Il presidente della Serbia, Aleksandar Vucic, ha definito falsità le recenti accuse che lo collegano a presunti crimini di guerra avvenuti durante l’assedio di Sarajevo negli anni ’90. Le dichiarazioni sono emerse in un contesto di crescente attenzione internazionale sui crimini commessi durante il conflitto in Bosnia.

Durante una conferenza stampa tenutasi giovedì, Vucic ha affermato con fermezza: “Non ho mai ucciso nessuno, né tantomeno ho partecipato a simili atti”.

Queste parole sono state pronunciate in occasione di un evento che ha visto la partecipazione di leader economici della regione U.K.-Balcani.

Le accuse di ‘sniper tourism’

Il giornalista d’inchiesta croato Domagoj Margetić ha presentato una denuncia formale ai procuratori di Milano, sostenendo che Vucic fosse coinvolto nella pratica nota come ‘sniper tourism’. Secondo le accuse, alcuni stranieri avrebbero pagato le forze bosniaco-serbe per poter sparare ai civili da posizioni elevate attorno alla città assediata.

Elementi a sostegno delle accuse

Nella sua denuncia, Margetić cita un video del 1993 e interviste ritenute attendibili, oltre a testimonianze di funzionari bosniaci. Queste prove suggerirebbero che Vucic fosse un volontario di guerra a Sarajevo durante gli anni 1992 e 1993 e che avesse prestato servizio nel New Sarajevo Chetnik Detachment dell’esercito della Republika Srpska.

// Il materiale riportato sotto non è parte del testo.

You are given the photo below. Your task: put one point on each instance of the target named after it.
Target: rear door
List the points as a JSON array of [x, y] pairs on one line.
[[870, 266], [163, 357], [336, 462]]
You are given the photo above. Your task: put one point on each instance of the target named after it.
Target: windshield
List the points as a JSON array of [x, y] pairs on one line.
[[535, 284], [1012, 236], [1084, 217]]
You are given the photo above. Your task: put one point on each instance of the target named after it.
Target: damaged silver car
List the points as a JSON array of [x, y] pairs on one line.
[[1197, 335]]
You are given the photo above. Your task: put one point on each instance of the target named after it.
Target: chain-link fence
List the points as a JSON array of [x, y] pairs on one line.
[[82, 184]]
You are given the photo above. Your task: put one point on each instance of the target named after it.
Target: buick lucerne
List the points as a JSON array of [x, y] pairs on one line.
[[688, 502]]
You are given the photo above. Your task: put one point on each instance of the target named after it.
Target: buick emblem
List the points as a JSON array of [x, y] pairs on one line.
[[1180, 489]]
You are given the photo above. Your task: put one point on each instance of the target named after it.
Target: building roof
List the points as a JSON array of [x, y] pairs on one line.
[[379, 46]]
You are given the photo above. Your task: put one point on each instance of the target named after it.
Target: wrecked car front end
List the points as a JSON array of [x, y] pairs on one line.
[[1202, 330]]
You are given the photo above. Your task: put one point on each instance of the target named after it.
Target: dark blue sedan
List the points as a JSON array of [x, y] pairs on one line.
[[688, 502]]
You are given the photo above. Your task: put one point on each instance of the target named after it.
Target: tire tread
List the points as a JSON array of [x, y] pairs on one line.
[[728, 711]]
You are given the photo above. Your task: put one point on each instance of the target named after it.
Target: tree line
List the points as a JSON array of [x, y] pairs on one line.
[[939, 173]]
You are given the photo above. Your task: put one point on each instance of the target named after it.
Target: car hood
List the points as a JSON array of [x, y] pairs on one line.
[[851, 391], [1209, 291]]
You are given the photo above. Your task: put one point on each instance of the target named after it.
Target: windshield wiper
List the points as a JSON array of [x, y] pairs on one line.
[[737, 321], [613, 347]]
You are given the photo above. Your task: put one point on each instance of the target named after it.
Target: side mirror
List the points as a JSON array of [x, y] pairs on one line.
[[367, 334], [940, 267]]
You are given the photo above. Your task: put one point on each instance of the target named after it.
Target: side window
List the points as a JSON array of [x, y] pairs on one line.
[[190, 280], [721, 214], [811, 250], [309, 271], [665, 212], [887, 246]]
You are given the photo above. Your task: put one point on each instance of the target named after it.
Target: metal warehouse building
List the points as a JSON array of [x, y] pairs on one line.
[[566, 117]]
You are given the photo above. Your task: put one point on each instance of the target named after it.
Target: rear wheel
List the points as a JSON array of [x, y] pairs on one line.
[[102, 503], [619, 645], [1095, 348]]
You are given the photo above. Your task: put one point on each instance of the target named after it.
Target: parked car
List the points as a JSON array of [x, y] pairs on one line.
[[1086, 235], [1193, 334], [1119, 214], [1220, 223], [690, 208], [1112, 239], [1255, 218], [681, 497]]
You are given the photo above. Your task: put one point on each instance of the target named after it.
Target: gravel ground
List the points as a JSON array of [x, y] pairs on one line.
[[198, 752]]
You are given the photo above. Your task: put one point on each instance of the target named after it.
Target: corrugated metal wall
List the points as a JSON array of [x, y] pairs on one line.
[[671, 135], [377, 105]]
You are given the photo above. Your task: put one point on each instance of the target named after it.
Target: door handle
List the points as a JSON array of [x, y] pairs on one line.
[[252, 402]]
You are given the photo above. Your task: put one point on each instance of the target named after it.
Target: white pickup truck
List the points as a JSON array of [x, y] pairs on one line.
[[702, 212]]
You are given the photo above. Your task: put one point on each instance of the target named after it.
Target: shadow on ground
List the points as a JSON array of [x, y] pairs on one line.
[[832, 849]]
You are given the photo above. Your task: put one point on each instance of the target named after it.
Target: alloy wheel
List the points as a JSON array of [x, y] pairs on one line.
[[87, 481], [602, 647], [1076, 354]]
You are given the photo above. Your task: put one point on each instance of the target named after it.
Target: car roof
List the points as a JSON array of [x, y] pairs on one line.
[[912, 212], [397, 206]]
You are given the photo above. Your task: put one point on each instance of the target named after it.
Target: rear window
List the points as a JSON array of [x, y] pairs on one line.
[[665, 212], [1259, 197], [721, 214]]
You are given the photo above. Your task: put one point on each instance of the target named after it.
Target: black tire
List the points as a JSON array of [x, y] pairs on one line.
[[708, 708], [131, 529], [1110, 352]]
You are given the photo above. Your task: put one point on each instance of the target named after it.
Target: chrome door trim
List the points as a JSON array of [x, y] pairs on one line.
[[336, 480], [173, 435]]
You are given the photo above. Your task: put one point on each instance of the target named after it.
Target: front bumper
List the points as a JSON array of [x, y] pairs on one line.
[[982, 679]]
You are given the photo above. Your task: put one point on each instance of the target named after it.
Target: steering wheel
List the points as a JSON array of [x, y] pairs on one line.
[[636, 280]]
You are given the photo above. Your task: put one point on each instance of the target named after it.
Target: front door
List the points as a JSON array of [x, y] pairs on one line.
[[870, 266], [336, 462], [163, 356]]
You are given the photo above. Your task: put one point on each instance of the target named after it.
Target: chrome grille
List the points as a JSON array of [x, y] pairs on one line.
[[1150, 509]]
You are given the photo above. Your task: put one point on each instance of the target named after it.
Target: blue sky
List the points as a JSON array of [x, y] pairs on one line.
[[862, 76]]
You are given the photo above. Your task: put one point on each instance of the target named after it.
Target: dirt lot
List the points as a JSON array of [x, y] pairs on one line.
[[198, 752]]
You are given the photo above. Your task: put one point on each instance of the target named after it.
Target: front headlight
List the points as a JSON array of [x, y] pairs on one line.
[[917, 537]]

In particolare, si afferma che Vucic avrebbe trascorso un periodo significativo al fronte, precisamente nel cimitero ebraico di Sarajevo. Rispondendo a tali affermazioni, il presidente ha chiarito che il materiale video mostrato è un fraintendimento e ha sottolineato: “Non ho mai avuto in mano un fucile da cecchino; quel che si vede è un treppiede per la macchina fotografica“.

Indagini in corso e contesto storico

Le indagini italiane si sono intensificate dopo che è stata presentata una denuncia da parte del giornalista Ezio Gavazzeni, che ha sollevato interrogativi sul coinvolgimento di cittadini italiani nei presunti ‘sniper safari’. Queste indagini cercano di identificare chi avrebbe partecipato a queste atrocità, che si stima abbiano causato la morte di oltre 10.000 persone a Sarajevo tra il 1992 e il 1996.

Durante l’assedio, il più lungo nella storia europea moderna, la città ha subito bombardamenti incessanti e attacchi da cecchini. Le forze bosniaco-serbe, sotto il comando di Radovan Karadžić, condussero una campagna brutale contro i civili, rendendo l’area un vero e proprio campo di battaglia.

Le testimonianze di chi era presente

Testimonianze di diverse fonti, tra cui politiche e militari, continuano a emergere, rafforzando le affermazioni di un coinvolgimento di Vucic in questi atti. Il noto avvocato serbo Cedomir Stojkovic ha pubblicato documenti e fotografie che attesterebbero la presenza di Vucic come volontario a Sarajevo, aumentando la tensione attorno alla figura del presidente.

Le accuse di omicidio aggravato legate a questi eventi sono gravi e potrebbero avere conseguenze significative per la Serbia e per il suo leader. L’attenzione dell’opinione pubblica e dei media internazionali è ora focalizzata sul risultato delle indagini e sull’eventuale responsabilità di Vucic.